There are a lot of unanswered question on this topic so your thoughts are appreciated!

https://www.cgsnet.org/ckfinder/userfiles/files/DataSources_2010_03.pdf

 

5 Replies to “Why do graduate students have to take so many classes?”

  1. I think that Ph.D. students need 12 – 15 credit classes in research methods, theories, and ethics. although classes is a source of income, but it is not the ultimate goal for the graduate school. I believe the aim is to equip the students with adequate knowledge. I really benefitted from my Ph.D. classes and what I’m learning know will contributed toward my dissertation. I’m learning many valuable subjects such as how to appropriately conduct research, how to deal with researches that involve human subjects, how to sampling appropriately, and how narrow your research topic and etc…
    If I started my dissertation without these classes, I would be struggling. Regarding Ph.D. studies, I think the US model is better than the European model. In fact, some universities in Europe are starting to enforce classes which mean that there is a need for few classes before one starts to work in his/her dissertation.

  2. I have had graduate student advisors say they wish graduate students didn’t have to take classes, as it wastes graduate student’s time and detracts from research, which is what a PhD is about. I agree that part of it is likely for making money, and part a doubt of students skills. Though I think departments do want to ensure a certain level of knowledge in graduate students, as if that student leaves with a poor knowledge base, it reflects poorly on the department. This being said I dislike the European system of assigning PhD students projects. Though it speeds up the process, it hinders the growth of PhD students and is a major factor as why American PhD’s can beat European PhD’s for jobs in Europe.
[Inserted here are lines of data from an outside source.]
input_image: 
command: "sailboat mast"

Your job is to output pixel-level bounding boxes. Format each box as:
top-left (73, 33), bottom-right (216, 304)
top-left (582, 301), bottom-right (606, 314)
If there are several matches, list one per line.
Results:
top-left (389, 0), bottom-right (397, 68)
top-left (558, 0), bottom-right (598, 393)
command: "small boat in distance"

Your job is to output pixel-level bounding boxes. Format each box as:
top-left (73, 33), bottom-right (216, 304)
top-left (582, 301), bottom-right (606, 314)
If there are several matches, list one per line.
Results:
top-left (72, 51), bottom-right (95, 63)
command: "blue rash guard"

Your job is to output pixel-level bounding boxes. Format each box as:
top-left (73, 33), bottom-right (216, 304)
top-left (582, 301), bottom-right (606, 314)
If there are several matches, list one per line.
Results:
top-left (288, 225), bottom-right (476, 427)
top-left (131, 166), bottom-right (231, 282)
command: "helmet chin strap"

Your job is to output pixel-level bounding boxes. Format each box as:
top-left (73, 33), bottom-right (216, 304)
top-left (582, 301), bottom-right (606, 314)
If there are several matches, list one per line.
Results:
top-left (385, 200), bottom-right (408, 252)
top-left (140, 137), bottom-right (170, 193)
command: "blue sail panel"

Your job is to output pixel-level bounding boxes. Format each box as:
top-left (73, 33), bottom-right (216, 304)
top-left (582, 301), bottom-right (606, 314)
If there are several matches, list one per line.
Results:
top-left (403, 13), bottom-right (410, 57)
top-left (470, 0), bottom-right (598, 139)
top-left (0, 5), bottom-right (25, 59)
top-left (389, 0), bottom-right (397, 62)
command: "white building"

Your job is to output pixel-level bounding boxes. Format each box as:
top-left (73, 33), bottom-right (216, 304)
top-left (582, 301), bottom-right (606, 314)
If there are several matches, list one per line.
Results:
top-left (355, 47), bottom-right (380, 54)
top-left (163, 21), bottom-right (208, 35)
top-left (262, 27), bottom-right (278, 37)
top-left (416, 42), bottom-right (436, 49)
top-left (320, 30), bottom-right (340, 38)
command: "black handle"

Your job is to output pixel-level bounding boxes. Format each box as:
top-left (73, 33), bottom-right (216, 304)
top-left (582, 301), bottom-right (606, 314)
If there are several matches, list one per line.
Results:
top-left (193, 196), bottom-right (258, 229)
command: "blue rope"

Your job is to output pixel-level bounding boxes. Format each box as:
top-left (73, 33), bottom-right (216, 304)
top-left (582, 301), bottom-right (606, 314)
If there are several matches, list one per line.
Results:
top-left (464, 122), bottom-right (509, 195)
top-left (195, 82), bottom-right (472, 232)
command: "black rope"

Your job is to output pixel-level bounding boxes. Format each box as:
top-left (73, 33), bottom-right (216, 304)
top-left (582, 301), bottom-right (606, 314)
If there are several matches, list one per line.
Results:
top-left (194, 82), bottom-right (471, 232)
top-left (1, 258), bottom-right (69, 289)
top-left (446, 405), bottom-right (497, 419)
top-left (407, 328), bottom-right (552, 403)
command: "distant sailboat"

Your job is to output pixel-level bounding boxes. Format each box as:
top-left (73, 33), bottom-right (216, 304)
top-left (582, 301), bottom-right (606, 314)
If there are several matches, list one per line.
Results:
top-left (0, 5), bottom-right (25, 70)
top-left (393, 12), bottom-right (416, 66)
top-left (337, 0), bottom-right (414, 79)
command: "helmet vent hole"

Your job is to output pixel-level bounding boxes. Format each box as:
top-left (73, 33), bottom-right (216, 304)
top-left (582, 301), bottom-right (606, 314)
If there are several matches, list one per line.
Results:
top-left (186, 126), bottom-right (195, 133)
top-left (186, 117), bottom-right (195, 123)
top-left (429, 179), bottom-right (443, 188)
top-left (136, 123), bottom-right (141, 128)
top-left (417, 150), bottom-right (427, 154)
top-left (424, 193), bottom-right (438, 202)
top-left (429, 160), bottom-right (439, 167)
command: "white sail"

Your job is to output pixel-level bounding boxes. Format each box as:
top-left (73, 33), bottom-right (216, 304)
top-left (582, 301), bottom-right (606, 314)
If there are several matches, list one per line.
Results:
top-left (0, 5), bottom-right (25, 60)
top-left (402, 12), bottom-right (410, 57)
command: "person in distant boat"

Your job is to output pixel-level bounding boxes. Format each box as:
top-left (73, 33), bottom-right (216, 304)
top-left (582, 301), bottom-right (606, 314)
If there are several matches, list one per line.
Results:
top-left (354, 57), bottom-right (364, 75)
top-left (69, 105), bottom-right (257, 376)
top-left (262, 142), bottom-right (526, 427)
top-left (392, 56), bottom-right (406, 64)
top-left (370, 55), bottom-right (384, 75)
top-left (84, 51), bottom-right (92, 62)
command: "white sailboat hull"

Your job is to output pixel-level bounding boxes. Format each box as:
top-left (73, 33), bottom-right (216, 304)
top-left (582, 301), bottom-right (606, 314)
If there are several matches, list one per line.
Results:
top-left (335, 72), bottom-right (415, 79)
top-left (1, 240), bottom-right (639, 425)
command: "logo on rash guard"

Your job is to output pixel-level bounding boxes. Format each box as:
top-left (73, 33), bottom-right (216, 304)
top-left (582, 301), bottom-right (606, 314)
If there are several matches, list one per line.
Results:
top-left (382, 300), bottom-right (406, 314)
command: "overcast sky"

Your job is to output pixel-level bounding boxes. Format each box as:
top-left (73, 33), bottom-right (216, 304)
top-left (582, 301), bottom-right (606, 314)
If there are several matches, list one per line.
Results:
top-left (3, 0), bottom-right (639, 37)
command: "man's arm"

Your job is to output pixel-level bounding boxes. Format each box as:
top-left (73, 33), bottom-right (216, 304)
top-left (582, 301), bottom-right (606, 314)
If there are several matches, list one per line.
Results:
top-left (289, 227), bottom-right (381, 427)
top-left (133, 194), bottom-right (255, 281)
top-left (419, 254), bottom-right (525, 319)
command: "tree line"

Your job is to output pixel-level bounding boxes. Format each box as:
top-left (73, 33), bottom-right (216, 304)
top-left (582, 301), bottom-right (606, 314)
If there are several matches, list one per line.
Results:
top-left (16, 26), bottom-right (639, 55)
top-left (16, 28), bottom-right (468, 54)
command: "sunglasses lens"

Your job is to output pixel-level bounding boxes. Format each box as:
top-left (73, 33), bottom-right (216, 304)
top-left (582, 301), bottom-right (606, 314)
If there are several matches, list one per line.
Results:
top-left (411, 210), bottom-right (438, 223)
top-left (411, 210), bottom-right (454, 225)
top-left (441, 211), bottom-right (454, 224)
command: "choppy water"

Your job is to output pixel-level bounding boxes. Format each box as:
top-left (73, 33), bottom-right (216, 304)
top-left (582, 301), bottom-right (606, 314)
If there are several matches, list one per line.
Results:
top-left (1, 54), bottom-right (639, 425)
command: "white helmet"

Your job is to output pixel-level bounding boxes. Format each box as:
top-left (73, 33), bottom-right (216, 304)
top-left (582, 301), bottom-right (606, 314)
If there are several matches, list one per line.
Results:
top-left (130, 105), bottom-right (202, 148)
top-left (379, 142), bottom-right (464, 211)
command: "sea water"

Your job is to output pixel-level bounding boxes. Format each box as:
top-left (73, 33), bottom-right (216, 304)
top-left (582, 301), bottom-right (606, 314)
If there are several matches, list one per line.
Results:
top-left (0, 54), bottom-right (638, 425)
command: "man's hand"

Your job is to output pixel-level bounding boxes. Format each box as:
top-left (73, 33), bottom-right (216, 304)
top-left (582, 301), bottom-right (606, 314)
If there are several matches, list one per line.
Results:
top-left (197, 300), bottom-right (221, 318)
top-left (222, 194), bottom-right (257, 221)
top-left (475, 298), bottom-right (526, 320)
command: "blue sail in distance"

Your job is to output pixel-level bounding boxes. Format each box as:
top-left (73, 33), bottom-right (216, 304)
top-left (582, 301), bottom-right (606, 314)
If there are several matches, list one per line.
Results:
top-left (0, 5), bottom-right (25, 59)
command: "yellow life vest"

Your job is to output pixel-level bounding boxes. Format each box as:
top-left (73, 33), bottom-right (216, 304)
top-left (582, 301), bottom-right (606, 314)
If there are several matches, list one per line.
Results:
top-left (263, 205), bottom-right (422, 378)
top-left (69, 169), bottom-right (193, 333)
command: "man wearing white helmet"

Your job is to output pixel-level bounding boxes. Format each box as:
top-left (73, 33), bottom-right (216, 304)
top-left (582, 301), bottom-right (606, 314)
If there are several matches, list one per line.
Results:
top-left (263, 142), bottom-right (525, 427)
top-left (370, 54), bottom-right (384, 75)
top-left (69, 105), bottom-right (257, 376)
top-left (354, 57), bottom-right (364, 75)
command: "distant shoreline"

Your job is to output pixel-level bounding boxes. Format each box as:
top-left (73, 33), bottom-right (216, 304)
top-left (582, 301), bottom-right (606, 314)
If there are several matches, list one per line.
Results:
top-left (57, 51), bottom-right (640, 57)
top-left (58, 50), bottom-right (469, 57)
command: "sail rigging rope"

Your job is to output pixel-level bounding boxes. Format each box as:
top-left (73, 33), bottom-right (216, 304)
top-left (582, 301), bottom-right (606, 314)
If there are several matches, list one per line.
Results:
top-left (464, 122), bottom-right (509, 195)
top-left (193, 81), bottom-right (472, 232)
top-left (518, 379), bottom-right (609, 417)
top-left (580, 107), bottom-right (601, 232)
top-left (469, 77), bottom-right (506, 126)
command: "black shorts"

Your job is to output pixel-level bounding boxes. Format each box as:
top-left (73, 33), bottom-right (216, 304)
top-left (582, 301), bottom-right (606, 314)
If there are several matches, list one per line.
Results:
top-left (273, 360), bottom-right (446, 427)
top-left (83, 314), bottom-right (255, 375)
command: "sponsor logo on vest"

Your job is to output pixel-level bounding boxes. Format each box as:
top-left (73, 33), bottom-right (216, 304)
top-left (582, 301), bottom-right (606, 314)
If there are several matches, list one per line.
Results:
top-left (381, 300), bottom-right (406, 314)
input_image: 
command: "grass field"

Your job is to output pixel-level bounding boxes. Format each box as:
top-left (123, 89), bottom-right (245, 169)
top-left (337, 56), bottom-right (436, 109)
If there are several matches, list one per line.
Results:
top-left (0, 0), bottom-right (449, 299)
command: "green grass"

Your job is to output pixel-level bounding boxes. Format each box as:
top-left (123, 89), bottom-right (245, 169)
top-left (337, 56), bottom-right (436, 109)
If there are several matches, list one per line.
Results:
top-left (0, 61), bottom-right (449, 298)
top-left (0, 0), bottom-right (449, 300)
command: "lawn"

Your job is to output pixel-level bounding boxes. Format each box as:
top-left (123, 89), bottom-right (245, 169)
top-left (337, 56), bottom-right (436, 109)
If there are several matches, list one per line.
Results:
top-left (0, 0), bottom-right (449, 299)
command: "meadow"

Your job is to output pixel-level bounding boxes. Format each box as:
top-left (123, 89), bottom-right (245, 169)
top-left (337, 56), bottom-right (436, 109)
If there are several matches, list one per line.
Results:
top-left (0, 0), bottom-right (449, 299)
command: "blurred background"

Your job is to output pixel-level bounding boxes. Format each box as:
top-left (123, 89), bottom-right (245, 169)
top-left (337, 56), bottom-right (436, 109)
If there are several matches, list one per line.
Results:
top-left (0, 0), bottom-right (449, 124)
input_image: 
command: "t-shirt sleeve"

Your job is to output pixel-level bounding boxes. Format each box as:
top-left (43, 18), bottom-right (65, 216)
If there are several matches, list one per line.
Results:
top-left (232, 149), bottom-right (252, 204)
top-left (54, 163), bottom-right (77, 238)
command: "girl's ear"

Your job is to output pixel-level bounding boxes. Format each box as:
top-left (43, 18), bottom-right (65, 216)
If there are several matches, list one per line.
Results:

  3. I am in the Civil Engineering department and the department does suggest some necessary background courses but it is not compulsory to enroll in them. I agree that after starting a Ph.D., one does not have enough time to give to graduate level courses. But, I feel that a background knowledge for some interdisciplinary subjects is a must. It might not help one get a Ph.D. but will definitely help in widening the knowledge horizon. And in case you happen to guide a student in the future, who knows some knowledge might come in handy.

  4. I think the purpose of a PhD (advanced degrees more generally) is to educate and allow a student to further develop the ‘skills’ required to be successful in academia/industry. I know this is very much a ‘duh’ moment, but I find myself quite frequently forgetting it. I think being a graduate student it is easy to forget the real purpose of why you are doing the things you are doing. It’s easy to get caught up in your research, deadlines, day to day activities and view requirements (classes for instance) as barriers for achieving the things you (you being a general graduate student, myself included) think you need to be achieving. Sadly, I think there is such a strong emphasis on production of results/papers/ideas/etc that it is easy to forget about the process of education. Personally, I sometimes wish graduate classes were handled a little better (more effort, more education, ect), but I still understand their purpose even if the execution needs refinement. In the same vein, I think the requirements in my own department (CEE) are very reasonable. A direct PhD student has to take 39 course credit hours while a master’s typical ranges anywhere from 24-30 hours depending on type. Therefore, a PhD student (regardless if it is direct or continuing since 15 hours from a masters usually transfers) only need to take 15 additional hours. Factor in the idea that our department ‘required’ classes are extremely lax (requiring 2 of 3 core classes) and you have a lot of flexibility to explore and learn topics that interest you or enhance your work.

  5. I would think that taking a methodology course and maybe a few stat course would be good. More classes just take your research time. It would also be good if you transfer out to other PhD programs you don’t loose much and mobility increases as you don’t need to sacrifice staying in a place you like juts because you can not transfer your courses.